Ce tome contient les 12 épisodes de la minisérie initialement parus en 2003/2004, écrits par Mark Waid, dessinés par Leinil Francis Yu, encrés par Gerry Alanguilan, et mis en couleurs par Dave McCaig. Ces 12 épisodes forment une histoire complète qui raconte les origines de Superman. Il est donc possible de découvrir le personnage à partir de cette histoire, dont la place dans la continuité a été invalidée depuis.

L'histoire, tout le monde la connaît. La première séquence décrit une planète proche de l'anéantissement : Krypton. Jor-El et Lara Jor-El décident d'envoyer leur fils vers la Terre, à bord d'une frêle navette spatiale, en sachant que le soleil jaune lui donnera des pouvoirs. La deuxième séquence est inattendue puisqu'elle se déroule en Afrique alors qu'un Clark Kent jeune adulte effectue un reportage sur Kobe Asuru, le porte-parole de l'ethnie des Ghuri, dans un pays de l'ouest de l'Afrique. Clark Kent ne sait pas encore comment utiliser pour le mieux les capacités extraordinaires qui sont les siennes : superforce, capacité de vol autonome, vision brûlante, etc. Après ce séjour auprès de ce représentant politique d'une ethnie minoritaire et exploitée, il revient à Smallville dans le Kansas pour mettre au point le mode opératoire auquel il a pensé, en sollicitant l'aide de ses parents d'adoption Martha et Jonathan Kent. Par la suite il décide d'élire résidence à Metropolis et d'y exercer son métier de journaliste au Daily Planet. Il aura la surprise de se trouver confronté à un ancien ami d'enfance : Alexander Jospeh Luthor, Lex pour les intimes.

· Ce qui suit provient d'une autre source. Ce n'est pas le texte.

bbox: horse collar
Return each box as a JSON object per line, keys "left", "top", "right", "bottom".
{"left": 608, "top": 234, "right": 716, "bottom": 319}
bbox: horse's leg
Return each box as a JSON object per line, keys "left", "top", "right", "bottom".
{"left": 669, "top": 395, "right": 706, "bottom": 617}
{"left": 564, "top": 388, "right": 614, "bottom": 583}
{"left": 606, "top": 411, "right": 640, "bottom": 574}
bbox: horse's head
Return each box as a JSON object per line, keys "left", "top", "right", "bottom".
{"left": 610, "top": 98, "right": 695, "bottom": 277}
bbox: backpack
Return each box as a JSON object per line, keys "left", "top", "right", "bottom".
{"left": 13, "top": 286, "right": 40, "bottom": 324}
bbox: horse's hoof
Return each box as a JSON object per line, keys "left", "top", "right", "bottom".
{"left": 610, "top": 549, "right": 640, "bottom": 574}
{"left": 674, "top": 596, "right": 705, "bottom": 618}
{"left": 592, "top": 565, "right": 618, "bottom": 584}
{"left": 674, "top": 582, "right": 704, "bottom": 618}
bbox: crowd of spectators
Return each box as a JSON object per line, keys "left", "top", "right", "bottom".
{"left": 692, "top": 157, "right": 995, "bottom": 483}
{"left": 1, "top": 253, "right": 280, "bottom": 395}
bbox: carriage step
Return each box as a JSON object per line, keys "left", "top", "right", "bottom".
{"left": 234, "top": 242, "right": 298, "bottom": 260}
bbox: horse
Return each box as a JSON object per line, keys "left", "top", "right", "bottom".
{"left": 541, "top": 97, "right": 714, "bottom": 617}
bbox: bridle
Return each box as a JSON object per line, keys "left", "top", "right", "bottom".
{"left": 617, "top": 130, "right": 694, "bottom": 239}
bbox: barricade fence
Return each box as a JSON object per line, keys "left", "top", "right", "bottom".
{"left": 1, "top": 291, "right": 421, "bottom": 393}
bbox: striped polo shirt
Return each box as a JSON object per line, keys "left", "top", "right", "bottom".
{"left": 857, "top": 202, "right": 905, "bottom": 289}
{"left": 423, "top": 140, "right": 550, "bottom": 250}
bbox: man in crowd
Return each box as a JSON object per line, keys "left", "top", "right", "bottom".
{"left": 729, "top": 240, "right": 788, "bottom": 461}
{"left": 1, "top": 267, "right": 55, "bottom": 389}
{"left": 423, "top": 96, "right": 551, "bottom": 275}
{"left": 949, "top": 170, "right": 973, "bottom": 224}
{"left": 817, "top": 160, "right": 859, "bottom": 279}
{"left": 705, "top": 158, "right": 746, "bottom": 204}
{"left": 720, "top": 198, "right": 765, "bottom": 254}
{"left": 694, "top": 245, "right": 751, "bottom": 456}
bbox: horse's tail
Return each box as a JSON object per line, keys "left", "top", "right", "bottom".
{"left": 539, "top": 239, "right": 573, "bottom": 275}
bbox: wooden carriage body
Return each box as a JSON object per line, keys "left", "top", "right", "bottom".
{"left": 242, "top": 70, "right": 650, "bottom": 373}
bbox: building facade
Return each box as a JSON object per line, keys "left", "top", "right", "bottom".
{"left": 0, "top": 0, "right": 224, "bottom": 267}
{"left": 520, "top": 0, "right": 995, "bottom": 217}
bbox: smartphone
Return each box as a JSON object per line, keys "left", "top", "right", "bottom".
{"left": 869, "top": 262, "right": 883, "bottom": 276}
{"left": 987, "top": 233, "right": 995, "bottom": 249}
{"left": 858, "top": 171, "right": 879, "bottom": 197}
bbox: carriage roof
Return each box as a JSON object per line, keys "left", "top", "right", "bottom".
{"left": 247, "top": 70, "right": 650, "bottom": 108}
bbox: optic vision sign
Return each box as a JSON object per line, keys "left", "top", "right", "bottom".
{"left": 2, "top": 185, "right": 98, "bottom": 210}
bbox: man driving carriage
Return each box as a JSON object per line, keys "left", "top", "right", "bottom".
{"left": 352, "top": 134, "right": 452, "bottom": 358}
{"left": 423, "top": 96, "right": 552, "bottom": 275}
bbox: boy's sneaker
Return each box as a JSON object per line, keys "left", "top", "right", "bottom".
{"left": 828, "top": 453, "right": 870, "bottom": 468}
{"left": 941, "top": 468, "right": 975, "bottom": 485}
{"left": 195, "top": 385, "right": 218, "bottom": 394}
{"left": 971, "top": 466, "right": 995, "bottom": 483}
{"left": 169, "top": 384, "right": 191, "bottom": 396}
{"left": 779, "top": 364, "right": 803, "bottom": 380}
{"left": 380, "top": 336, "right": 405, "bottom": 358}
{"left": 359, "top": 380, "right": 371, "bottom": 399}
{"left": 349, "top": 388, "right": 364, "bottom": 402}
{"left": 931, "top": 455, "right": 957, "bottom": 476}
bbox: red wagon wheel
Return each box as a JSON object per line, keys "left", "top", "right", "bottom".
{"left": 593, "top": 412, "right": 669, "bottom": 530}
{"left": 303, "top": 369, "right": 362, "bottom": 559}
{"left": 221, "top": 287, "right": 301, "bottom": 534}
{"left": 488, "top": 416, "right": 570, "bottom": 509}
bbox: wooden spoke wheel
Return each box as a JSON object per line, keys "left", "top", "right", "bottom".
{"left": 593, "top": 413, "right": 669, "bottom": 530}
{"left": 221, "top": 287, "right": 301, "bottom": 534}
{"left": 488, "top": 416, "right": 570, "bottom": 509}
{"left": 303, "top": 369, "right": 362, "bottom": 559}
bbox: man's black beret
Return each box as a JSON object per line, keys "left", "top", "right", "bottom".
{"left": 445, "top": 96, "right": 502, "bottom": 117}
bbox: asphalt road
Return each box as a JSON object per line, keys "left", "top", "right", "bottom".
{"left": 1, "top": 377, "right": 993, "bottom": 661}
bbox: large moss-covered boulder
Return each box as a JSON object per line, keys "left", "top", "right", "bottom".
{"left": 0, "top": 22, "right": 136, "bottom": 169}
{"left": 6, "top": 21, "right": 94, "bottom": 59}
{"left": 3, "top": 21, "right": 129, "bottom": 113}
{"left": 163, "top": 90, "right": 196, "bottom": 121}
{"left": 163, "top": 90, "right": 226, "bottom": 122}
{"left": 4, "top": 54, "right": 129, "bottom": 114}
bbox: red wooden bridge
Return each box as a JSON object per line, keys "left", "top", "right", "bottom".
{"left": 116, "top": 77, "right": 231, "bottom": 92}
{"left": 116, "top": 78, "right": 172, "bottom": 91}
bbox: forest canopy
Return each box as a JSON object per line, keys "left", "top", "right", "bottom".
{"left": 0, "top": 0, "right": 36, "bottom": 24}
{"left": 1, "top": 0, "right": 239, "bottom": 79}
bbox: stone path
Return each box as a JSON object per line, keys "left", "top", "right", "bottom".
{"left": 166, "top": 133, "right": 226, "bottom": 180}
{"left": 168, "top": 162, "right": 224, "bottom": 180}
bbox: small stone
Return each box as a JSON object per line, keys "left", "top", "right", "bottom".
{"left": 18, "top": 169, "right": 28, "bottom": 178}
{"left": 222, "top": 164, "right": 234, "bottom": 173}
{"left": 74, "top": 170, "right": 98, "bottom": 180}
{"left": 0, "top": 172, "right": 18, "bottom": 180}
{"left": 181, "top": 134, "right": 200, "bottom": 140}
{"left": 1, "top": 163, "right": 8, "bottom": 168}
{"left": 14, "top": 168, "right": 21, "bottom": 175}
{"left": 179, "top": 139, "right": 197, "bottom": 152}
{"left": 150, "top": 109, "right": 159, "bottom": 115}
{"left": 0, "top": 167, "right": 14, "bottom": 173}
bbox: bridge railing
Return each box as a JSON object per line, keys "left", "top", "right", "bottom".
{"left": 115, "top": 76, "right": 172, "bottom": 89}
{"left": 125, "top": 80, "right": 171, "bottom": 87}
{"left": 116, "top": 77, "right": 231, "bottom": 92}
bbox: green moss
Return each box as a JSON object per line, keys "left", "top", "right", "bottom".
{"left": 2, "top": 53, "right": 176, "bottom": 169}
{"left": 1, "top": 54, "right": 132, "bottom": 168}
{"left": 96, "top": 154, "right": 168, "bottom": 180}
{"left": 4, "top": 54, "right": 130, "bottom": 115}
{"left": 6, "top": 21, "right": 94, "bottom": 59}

Ce tome comprend également la proposition initiale pour cette série, écrite par Mark Waid et soumise aux responsables éditoriaux de DC Comics. Pour justifier la série, Waid indique simplement que la nouvelle génération de lecteurs des années 2000 a besoin d'un récit d'origine dans lequel ils pourront s'identifier au personnage principal. Il s'agit donc d'une actualisation de ce récit d'origine, dont la précédente version en cours de validité était celle de John Byrne L'homme d'acier datant de 1986.

Pas facile de trouver un angle d'approche original pour écrire les origines de Superman, personnage ayant été créé par Jerry Siegel et Joe Shuster en 1938 (voir Superman archives 1939-1940). Contre toute attente, Mark Waid décide de prendre le contrepied de plusieurs scénaristes et de faire de Superman la vraie personnalité. Superman a donc créé son identité secrète de Clark Kent, uniquement pour garder les pieds sur terre, ou en tout cas un contact direct avec les valeurs de l'humanité qui sont les siennes. Superman a une conscience aigüe d'être un extraterrestre, une minorité à lui tout seul, un immigrant, dans l'impossibilité de s'intégrer du fait de ses capacités hors du commun.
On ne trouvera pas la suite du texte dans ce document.